Mr. Y tells the story of how he accidentally stumbled upon the eye-licking kids:

“After class one day, I went into the equipment store in the gymnasium to tidy up. The door had been left open, and when I looked inside, a male pupil and a female pupil had their faces close together and were kind of fumbling around,” writes Mr. Y in his account of his experience with oculolinctus.

“Could it be bullying? I wondered, but when I had a good look, the boy was licking the girl’s eye! Surprised, (I) shouted “What are you doing? Stop it at once!” and the two of them were so shocked they jumped apart. The girl burst into tears, and the boy just went bright red and was shaken up.”

These sixth graders were reluctant to explain themselves to Mr. Y, but they eventually told him they had just started dating and eyeball licking is a popular way to show affection, like kissing or petting. The staff asked the rest of the class if eyeball licking was, in fact, a new trend, and one-third of the kids expressed they were participating in this activity.

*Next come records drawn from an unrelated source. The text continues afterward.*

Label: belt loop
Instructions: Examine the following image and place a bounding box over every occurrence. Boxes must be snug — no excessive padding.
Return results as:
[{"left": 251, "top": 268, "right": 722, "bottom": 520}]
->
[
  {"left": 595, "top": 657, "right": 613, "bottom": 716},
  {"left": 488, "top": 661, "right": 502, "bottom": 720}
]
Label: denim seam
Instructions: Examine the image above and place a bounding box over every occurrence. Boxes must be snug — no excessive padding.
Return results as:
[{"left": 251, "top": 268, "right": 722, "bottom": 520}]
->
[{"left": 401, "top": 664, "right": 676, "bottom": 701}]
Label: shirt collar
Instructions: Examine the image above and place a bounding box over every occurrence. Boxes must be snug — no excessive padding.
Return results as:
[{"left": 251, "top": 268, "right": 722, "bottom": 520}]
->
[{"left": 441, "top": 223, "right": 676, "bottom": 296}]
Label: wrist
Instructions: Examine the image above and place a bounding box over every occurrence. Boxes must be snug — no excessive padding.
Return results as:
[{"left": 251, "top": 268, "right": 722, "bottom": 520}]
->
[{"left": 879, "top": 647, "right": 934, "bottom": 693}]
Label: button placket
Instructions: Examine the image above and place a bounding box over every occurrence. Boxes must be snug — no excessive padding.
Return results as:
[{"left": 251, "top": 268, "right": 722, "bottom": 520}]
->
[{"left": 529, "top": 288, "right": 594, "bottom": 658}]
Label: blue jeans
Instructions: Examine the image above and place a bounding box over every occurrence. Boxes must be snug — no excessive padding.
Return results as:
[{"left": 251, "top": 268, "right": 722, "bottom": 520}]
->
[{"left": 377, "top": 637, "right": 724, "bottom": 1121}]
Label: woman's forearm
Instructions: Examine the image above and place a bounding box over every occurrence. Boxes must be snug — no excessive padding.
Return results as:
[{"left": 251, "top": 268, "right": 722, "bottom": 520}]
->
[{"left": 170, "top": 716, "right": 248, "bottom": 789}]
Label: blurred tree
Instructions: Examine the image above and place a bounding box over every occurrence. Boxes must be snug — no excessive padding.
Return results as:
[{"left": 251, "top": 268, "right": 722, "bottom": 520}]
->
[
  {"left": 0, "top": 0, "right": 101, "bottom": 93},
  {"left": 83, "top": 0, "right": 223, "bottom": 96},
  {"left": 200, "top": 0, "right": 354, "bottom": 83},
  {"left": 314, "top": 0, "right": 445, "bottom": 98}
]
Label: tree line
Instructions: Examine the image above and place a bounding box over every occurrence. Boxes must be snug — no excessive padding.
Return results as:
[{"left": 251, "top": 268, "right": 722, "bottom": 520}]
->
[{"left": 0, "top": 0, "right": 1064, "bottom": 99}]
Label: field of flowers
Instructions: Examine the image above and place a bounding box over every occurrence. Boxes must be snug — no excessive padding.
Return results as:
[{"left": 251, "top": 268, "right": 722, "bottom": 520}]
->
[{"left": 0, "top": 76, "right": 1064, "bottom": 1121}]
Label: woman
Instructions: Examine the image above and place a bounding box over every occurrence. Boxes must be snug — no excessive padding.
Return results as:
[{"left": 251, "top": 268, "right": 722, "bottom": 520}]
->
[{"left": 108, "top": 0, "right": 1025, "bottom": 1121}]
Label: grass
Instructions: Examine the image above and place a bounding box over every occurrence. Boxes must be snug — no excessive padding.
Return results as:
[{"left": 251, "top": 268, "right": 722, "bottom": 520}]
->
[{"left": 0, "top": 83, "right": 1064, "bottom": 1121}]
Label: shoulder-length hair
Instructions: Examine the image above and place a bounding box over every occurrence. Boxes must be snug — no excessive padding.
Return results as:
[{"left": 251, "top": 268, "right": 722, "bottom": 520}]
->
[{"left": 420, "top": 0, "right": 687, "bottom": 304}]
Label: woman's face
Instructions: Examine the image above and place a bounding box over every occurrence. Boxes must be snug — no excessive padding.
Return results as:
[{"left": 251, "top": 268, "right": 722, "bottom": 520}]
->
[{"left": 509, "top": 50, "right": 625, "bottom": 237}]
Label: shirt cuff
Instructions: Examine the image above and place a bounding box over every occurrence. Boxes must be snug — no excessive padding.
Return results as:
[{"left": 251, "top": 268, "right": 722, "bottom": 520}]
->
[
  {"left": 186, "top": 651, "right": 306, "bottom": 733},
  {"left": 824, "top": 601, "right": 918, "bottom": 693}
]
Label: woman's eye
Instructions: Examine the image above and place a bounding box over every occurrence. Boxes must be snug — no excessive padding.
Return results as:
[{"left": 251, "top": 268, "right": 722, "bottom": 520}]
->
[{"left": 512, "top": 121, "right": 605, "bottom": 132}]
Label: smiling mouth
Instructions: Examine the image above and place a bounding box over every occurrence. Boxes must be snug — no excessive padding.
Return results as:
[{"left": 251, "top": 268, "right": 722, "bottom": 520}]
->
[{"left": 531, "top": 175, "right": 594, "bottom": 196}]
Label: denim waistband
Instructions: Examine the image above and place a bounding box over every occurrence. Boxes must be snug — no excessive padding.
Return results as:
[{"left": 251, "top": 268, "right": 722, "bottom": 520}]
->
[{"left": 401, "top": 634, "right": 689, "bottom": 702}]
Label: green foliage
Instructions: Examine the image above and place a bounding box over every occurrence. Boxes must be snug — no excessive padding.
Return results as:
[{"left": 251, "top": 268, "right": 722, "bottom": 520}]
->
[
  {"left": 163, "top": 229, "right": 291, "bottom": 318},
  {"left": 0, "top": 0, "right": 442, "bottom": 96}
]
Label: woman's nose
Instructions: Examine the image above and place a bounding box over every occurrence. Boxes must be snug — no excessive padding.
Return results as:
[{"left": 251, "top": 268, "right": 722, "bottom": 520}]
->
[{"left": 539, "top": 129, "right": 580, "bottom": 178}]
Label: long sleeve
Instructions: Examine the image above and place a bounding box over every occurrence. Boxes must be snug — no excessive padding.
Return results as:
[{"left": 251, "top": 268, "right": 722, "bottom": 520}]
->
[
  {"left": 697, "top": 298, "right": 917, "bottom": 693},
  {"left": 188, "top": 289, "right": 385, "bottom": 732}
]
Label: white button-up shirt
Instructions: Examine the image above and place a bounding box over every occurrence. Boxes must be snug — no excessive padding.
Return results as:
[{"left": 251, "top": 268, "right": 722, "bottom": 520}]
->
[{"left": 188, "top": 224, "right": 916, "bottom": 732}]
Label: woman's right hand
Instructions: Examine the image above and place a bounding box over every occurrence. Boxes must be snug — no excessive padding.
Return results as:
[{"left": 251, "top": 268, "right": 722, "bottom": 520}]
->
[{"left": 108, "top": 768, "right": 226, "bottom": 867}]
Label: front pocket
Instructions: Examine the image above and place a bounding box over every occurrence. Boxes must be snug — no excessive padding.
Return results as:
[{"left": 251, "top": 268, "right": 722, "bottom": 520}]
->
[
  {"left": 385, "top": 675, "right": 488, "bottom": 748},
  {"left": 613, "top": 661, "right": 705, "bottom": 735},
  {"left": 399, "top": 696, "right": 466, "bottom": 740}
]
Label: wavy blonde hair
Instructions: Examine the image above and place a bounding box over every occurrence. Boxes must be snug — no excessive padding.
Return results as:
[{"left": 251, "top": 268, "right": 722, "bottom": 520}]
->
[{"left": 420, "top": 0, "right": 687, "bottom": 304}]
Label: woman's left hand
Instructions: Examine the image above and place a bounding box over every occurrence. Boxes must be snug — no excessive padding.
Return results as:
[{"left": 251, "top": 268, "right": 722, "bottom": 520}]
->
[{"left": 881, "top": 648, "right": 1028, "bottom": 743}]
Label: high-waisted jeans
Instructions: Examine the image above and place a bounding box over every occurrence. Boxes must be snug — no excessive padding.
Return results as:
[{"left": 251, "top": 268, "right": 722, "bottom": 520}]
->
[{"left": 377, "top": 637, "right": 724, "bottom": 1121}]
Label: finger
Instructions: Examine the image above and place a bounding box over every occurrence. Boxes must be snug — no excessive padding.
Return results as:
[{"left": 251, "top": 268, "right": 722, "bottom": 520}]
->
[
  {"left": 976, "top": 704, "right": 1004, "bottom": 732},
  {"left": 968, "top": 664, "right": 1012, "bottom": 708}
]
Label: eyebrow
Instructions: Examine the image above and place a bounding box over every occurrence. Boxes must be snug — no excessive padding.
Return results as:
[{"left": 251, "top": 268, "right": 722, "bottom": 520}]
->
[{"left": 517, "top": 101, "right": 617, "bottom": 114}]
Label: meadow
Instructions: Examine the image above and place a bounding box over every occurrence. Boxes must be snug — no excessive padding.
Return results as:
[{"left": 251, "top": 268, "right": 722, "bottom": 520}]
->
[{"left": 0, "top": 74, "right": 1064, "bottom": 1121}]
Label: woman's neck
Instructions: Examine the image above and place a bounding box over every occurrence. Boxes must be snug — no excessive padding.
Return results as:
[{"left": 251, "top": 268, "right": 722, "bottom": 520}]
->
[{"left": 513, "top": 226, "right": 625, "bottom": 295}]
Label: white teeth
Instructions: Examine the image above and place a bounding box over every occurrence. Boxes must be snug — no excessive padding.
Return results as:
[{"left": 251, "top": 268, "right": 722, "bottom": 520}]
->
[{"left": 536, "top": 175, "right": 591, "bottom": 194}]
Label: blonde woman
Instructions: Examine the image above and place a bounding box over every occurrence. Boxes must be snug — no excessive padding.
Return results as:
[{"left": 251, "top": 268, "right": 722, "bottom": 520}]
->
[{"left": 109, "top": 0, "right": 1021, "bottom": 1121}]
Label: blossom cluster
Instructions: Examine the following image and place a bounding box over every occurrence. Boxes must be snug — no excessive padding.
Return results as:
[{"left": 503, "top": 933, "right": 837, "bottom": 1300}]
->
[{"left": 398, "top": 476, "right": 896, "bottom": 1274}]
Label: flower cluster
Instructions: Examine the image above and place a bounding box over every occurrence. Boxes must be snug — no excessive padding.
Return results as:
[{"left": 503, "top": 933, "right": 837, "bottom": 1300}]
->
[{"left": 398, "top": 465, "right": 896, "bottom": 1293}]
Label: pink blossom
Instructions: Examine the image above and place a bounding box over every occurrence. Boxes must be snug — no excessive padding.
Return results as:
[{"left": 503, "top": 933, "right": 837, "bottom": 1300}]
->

This behavior is clearly dangerous, of course, and can spread bacteria that causes pink eye or other diseases.

“You’re potentially traumatizing the eye,” explained Dr. Robert Noecker, an ophthalmologist from Connecticut who spoke with MedicalDaily. “You can knock cells off and easily scratch the cornea, which can lead to a corneal ulcer that can be blinding.”

As for why these kids are engaging in this behavior, Dr. Noecker says it likely feels good. The eyeball has plenty of nerve endings, meaning the potential for pleasure is high. The potential for risk, however, is just as high.

Though this particular story originated in Japan, a cursory YouTube search will reveal teenagers from all over the world over several years videotaping themselves licking one anothers’ eyeballs. Dr. Noecker worries that impressionable teenagers may begin to see more of these videos and try oculolinctus for themselves. If this happens, there could be an even larger outbreak of pink eye amongst the world´s youth.